The march is credited with shifting the tide for social rights in the
United States, paving the way for the Civil Rights Act signed into law
60 years ago today.
Then, many Black Americans, who were generations removed from the end of
slavery, nonetheless faced the threat of violence and "Jim Crow" laws
that prohibited them from voting and from living in housing among their
fellow citizens.
Activists in the 1950s and 1960s responded with an escalating series of
nonviolent demonstrations, including the March on Washington led by the
Rev. Martin Luther King Jr. The events drew public attention to Black
citizens' plight and paved the way for landmark laws, including the
Civil Rights Act, signed on July 2, 1964, by then-President Lyndon B.
Johnson.
Cox, now 83, said the fight is as urgent today as it was when he was a
young activist. "We have an ongoing battle that's been going on for 80
years," Cox said.
Decades after the bill's passage, some of the nation's leading civil
rights leaders and organizations say its full promise – and the hope it
instilled – remains unrealized after a series of rollbacks in rights in
recent years.
Advocates said a recent litany of court rulings have had a chilling
effect on Black Americans, including U.S. Supreme Court decisions over
the past 11 years that have gutted a core part of the Voting Rights Act
of 1965, overturned Roe v. Wade abortion rights and made it harder to
prove racial discrimination in the administration of elections.
Voters are further frustrated by inflation and other pocketbook issues
and a lack of progress on racial justice priorities.
"We are treading on very dangerous waters," said Martin Luther King III,
son of the assassinated civil rights icon. "Our task is to get the
majority of people to engage.
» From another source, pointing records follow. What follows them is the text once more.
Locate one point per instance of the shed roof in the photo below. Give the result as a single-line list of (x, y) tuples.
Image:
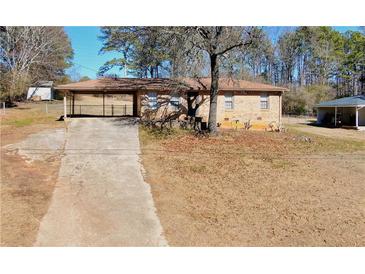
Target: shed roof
[(43, 84), (354, 101), (156, 84)]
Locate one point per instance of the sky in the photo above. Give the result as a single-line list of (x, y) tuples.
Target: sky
[(86, 46)]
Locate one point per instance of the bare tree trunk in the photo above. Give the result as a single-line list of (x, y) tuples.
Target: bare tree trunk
[(212, 122)]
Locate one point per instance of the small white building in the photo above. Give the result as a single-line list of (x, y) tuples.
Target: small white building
[(42, 89), (343, 112)]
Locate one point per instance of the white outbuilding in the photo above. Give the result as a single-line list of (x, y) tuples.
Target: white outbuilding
[(42, 90), (343, 112)]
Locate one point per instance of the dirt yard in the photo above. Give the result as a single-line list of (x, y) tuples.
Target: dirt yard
[(253, 188), (26, 187)]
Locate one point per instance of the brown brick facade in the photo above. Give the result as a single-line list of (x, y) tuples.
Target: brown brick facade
[(246, 107)]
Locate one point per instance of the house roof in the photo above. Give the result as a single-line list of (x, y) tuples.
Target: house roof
[(43, 84), (354, 101), (156, 84)]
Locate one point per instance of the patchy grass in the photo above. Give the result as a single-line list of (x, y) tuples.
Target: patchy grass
[(252, 188)]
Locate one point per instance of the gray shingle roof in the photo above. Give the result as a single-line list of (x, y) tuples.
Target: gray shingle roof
[(358, 100)]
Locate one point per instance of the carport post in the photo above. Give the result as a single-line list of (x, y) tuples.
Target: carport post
[(64, 107)]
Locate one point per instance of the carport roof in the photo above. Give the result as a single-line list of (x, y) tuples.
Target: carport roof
[(354, 101), (165, 84)]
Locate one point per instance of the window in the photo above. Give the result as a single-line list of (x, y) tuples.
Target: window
[(228, 100), (175, 102), (152, 100), (264, 101)]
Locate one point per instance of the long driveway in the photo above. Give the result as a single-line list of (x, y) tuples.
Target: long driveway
[(101, 198)]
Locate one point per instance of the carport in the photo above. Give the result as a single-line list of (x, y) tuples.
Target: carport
[(102, 88), (344, 112)]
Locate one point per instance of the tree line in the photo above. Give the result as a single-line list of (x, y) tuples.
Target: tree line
[(316, 63), (30, 54)]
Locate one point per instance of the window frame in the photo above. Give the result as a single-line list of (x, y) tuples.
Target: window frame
[(152, 100), (175, 103), (228, 95), (266, 101)]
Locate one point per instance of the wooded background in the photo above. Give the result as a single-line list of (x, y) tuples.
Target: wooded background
[(315, 63)]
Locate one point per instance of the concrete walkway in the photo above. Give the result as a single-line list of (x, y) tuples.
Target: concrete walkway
[(101, 198)]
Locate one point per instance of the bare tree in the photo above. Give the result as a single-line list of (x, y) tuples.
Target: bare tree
[(29, 53), (216, 42)]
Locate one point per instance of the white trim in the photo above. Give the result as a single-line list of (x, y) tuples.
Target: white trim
[(64, 107), (341, 106)]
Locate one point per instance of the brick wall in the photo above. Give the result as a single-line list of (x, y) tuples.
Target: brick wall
[(246, 106)]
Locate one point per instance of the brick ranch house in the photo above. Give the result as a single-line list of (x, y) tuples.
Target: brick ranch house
[(239, 101)]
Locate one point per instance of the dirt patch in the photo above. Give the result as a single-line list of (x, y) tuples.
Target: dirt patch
[(26, 186), (257, 189), (26, 191), (338, 133)]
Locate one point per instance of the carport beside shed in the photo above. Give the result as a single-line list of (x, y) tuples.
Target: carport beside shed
[(343, 112)]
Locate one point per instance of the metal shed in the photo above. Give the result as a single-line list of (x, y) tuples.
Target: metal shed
[(344, 112), (42, 89)]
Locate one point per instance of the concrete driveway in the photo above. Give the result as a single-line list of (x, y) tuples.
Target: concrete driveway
[(101, 198)]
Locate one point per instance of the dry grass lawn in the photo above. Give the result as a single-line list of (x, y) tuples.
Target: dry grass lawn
[(253, 188), (26, 188)]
Dad used to say, 'We must learn
non-violence or we may face non-existence.' We are headed in the wrong
direction and we have to find ways to pull those people out to come out
on Election Day."
The Civil Rights Act anniversary may well be a cause for celebration but
a feeling persists that the historic legislative victories for Black
civil rights are under threat.
"The past eight years has taught us that all of the things that we
thought were codified in law and sacred, and that they were part of this
kind of historical narrative about justice - all of those things can be
undone," said Leah Wright Rigueur, a history professor at Johns Hopkins
University.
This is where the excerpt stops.